COUR D'APPEL D'ORLÉANS
CHAMBRE COMMERCIALE, ÉCONOMIQUE ET FINANCIÈRE
GROSSES + EXPÉDITIONS : le 10/10/2019
la SCP PONTRUCHE - MONANY & ASSOCIES
la SCP MERLE-PION-ROUGELIN
ARRÊT du : 10 OCTOBRE 2019
No : 326 - 19
No RG 18/02985
No Portalis DBVN-V-B7C-FZMV
DÉCISION ENTREPRISE : Jugement du Tribunal d'Instance de MONTARGIS en date du 30 Juillet 2018
PARTIES EN CAUSE
APPELANTE :- Timbre fiscal dématérialisé No: 1265228256068945
SA BANQUE FRANCAISE MUTUALISTE
[...]
Ayant pour avocat postulant Me Nadine PONTRUCHE, membre de la SCP PONTRUCHE -MONANY et associés, avocat au barreau d'ORLEANS, et pour avocat plaidant Me Eric GAFTARNIK, membre de la SELARL GAFTARNIK, LE DOUARIN et ASSOCIES, avocat au barreau de PARIS
D'UNE PART
INTIMÉS : -
Madame P... G... épouse F...
née le [...] à LA CHARITE SUR LOIRE (58400) [...]
[...]
Aide juridictionnelle Partielle numéro 2019/002172 du 15/04/2019 accordée par le bureau d'aide juridictionnelle de ORLEANS)

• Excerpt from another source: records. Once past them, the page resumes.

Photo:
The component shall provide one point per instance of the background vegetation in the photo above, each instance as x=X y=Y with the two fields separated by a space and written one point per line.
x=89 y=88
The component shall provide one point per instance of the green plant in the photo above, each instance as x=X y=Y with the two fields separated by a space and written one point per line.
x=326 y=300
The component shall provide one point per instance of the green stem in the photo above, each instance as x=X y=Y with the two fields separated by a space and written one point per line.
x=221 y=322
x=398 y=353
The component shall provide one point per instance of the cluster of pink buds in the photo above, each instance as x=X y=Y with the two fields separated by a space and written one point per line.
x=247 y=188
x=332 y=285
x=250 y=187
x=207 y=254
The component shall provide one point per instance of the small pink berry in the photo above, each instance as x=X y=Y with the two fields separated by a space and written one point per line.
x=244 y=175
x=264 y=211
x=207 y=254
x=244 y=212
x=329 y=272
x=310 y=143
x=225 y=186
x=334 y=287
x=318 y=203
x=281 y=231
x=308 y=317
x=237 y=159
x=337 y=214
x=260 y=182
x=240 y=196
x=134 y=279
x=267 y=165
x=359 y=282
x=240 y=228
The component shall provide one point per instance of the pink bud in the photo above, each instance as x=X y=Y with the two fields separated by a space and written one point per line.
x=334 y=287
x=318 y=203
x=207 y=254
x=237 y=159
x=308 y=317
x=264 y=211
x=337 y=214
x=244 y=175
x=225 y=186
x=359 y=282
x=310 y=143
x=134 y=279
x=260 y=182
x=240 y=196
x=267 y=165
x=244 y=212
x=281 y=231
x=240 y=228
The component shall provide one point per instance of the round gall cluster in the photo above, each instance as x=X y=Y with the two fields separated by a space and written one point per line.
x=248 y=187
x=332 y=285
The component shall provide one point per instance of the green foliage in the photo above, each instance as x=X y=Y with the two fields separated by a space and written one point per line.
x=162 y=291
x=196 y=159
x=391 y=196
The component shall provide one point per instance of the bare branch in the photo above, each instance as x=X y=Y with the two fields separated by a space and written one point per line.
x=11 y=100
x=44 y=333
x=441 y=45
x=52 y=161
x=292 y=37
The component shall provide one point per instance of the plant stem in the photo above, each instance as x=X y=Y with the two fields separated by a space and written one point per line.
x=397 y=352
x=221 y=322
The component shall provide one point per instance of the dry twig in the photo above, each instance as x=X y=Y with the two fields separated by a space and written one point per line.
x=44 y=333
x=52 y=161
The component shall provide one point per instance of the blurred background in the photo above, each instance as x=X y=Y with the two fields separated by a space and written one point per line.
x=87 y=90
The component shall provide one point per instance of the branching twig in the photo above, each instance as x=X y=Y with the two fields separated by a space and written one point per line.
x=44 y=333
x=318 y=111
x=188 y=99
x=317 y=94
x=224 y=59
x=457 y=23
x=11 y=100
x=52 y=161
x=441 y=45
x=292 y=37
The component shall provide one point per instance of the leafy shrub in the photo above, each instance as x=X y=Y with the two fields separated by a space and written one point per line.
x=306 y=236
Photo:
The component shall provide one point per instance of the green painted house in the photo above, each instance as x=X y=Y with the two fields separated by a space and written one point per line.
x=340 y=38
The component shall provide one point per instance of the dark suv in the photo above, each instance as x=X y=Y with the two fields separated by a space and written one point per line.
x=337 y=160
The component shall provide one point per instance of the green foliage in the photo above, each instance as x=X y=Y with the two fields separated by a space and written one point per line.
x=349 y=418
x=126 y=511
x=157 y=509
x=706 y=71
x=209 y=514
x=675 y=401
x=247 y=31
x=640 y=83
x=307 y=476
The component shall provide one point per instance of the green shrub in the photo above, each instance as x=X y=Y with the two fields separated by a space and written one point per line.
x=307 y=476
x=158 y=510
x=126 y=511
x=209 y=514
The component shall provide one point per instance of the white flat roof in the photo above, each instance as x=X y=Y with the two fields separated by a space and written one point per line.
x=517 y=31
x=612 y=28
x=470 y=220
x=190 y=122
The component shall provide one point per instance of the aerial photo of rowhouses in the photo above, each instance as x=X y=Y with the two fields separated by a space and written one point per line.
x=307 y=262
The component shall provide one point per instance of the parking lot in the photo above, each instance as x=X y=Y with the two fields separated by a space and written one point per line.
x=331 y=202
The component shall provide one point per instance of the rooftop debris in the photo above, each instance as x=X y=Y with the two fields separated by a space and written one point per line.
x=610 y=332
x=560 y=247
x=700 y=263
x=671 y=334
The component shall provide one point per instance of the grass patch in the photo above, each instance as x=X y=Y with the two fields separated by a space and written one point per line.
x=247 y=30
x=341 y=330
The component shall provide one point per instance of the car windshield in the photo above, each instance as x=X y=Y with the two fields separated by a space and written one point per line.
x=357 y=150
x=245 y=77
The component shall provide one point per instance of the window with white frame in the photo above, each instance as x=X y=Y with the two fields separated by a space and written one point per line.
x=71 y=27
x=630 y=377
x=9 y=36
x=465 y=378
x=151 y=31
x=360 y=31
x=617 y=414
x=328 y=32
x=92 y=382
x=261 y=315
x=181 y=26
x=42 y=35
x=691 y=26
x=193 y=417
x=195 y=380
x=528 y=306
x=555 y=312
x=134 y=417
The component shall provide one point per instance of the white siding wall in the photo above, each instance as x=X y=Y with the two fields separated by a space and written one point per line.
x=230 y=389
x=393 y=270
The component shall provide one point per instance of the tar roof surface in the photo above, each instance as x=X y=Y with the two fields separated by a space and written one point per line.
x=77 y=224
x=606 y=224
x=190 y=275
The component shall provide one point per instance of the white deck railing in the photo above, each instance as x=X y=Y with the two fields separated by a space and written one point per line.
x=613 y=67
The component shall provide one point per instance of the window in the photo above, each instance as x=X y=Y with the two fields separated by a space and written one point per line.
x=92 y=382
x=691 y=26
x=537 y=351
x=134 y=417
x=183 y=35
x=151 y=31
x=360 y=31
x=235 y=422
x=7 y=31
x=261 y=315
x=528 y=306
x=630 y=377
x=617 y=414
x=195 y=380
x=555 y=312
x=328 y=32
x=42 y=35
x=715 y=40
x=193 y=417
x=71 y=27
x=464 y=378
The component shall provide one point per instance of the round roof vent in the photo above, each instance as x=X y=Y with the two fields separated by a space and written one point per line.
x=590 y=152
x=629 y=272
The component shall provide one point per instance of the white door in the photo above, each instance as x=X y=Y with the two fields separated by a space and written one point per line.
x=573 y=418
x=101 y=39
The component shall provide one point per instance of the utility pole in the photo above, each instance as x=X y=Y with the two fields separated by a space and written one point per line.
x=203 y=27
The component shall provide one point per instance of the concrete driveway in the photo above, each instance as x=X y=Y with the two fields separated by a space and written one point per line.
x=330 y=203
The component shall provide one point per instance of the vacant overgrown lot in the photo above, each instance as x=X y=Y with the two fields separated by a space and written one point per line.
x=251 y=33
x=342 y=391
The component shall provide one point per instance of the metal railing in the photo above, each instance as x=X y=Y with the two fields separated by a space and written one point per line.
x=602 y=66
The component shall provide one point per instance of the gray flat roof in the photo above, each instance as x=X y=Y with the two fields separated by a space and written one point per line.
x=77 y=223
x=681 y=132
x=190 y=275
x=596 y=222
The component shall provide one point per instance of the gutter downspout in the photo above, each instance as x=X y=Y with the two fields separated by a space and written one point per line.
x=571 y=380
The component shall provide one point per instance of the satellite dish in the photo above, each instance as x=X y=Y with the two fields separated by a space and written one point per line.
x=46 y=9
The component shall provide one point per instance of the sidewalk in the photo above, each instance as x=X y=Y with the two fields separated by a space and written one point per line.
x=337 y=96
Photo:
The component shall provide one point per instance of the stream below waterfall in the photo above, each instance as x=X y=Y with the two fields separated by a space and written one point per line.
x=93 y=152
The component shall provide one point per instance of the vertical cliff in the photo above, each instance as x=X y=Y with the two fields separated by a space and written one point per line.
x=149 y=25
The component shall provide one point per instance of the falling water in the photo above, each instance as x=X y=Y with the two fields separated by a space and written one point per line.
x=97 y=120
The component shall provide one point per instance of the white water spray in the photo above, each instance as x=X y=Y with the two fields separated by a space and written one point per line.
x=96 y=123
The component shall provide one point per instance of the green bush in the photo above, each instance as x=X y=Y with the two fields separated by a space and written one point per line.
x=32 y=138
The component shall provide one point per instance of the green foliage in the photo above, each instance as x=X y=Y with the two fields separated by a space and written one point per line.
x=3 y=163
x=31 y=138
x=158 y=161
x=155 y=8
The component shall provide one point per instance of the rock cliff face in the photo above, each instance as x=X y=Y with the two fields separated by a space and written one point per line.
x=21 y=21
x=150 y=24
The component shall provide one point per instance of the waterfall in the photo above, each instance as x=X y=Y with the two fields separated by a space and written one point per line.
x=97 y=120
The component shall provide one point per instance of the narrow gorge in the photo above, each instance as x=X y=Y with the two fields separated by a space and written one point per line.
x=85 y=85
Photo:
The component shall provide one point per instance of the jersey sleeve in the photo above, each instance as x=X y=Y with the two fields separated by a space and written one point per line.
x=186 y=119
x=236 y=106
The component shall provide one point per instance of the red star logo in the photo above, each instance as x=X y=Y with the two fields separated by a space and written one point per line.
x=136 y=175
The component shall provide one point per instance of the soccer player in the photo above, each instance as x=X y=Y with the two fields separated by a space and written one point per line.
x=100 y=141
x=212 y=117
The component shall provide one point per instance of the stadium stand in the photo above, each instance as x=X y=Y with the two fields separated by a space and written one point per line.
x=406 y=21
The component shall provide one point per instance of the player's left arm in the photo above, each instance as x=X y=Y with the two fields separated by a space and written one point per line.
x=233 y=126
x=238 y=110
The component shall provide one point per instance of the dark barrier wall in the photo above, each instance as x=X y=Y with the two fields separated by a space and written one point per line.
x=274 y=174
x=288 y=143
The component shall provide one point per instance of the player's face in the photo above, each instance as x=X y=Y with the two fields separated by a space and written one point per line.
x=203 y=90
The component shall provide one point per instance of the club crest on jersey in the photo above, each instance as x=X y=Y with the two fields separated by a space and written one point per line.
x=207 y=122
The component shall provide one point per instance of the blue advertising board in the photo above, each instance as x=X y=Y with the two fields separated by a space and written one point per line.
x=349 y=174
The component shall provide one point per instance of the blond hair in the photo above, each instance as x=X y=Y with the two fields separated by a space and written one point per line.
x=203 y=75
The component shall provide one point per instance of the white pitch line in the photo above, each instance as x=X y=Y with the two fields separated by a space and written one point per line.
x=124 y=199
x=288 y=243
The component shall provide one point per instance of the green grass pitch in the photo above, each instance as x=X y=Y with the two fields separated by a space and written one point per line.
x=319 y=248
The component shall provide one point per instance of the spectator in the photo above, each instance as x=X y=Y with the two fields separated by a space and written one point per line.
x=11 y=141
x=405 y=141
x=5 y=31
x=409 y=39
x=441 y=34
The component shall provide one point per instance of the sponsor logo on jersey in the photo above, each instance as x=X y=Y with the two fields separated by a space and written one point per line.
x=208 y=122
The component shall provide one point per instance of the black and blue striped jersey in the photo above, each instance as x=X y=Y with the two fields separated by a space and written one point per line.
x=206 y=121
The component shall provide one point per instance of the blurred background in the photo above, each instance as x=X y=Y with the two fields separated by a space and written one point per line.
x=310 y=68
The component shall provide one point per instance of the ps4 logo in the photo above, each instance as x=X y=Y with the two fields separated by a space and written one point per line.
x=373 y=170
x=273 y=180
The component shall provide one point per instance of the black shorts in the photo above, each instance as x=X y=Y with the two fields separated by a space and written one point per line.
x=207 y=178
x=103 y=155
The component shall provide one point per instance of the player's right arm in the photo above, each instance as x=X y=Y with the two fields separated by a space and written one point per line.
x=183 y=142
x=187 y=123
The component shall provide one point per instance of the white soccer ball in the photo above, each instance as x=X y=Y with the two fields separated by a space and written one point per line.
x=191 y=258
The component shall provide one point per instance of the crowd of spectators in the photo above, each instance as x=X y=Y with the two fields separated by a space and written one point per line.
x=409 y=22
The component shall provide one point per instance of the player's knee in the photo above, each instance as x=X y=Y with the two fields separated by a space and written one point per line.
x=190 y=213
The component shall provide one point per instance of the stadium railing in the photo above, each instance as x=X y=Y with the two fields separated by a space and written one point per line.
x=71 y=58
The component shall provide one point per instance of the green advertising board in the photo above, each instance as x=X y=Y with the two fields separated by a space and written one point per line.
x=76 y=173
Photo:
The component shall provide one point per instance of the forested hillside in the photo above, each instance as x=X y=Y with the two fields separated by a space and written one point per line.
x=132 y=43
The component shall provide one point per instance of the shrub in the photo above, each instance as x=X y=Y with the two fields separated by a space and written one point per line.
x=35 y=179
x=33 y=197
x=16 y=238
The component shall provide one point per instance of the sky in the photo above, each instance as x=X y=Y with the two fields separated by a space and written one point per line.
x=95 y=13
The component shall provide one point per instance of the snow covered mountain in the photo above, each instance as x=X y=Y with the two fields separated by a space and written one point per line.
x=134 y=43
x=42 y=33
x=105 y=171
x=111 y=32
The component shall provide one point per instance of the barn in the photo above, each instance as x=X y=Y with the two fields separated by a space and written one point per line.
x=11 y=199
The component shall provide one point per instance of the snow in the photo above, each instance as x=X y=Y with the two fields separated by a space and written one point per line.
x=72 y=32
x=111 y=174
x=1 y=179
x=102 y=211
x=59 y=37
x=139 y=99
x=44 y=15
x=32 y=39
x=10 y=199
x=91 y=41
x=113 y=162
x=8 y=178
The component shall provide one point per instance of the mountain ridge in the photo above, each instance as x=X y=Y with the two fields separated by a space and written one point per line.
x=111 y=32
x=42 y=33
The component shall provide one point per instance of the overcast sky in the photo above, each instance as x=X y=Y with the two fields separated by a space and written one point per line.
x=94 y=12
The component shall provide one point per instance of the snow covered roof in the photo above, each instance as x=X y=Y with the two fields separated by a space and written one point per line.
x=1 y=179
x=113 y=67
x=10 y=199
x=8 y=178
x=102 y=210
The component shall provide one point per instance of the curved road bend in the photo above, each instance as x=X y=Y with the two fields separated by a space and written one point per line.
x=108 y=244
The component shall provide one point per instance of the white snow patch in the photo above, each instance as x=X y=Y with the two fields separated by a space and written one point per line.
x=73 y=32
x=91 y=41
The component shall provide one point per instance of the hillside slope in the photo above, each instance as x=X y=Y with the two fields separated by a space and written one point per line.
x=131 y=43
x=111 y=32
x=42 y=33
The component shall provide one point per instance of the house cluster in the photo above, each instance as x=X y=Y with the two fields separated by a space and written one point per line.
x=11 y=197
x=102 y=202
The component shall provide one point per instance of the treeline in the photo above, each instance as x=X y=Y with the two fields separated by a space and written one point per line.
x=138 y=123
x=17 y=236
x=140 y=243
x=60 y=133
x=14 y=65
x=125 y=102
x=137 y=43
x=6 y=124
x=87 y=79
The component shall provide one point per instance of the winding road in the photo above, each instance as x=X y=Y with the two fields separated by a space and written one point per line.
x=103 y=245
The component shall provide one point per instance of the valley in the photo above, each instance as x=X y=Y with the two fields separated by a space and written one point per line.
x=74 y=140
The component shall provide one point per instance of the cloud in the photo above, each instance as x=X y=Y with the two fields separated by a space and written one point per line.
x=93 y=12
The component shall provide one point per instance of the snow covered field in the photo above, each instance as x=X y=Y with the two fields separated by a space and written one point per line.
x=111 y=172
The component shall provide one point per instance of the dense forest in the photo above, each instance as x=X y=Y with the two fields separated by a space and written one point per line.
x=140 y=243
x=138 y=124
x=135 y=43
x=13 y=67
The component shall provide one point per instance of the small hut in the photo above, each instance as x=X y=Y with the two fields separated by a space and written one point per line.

Ayant pour avocat Me Julie PION membre de la SCP MERLE PION ROUGELIN, avocat au barreau de MONTARGIS
Monsieur O... F...
né le [...] à FONTAINEBLEAU (77920)
[...]
Défaillant
D'AUTRE PART
DÉCLARATION D'APPEL en date du : 20 Octobre 2018
ORDONNANCE DE CLÔTURE du : 20 juin 2019
COMPOSITION DE LA COUR
Lors des débats, affaire plaidée sans opposition des avocats à l'audience publique du 27 JUIN 2019, à 9 heures 30, devant Madame Elisabeth HOURS, Conseiller Rapporteur, par application de l'article 786 du code de procédure civile.
Lors du délibéré :
Madame Elisabeth HOURS, Conseiller présidant la collégialité,
qui en a rendu compte à la collégialité
Monsieur Jean-Louis BERSCH, Conseiller,
Madame Fabienne RENAULT-MALIGNAC, Conseiller,
Greffier :
Madame Elisabeth PIERRAT, Greffier lors des débats,
Madame Marie-Claude DONNAT , Greffier lors du prononcé.
ARRÊT :
Prononcé le 10 OCTOBRE 2019 par mise à la disposition des parties au Greffe de la Cour, les parties en ayant été préalablement avisées dans les conditions prévues au deuxième alinéa de l'article 450 du code de procédure civile.
EXPOSÉ DU LITIGE :
Le 13 avril 2012, la BANQUE FRANÇAISE MUTUALISTE a consenti à Monsieur O... F... et à son épouse Madame P... G... un prêt personnel de 23.000 euros remboursable en 60 mensualités au taux de 5,94%.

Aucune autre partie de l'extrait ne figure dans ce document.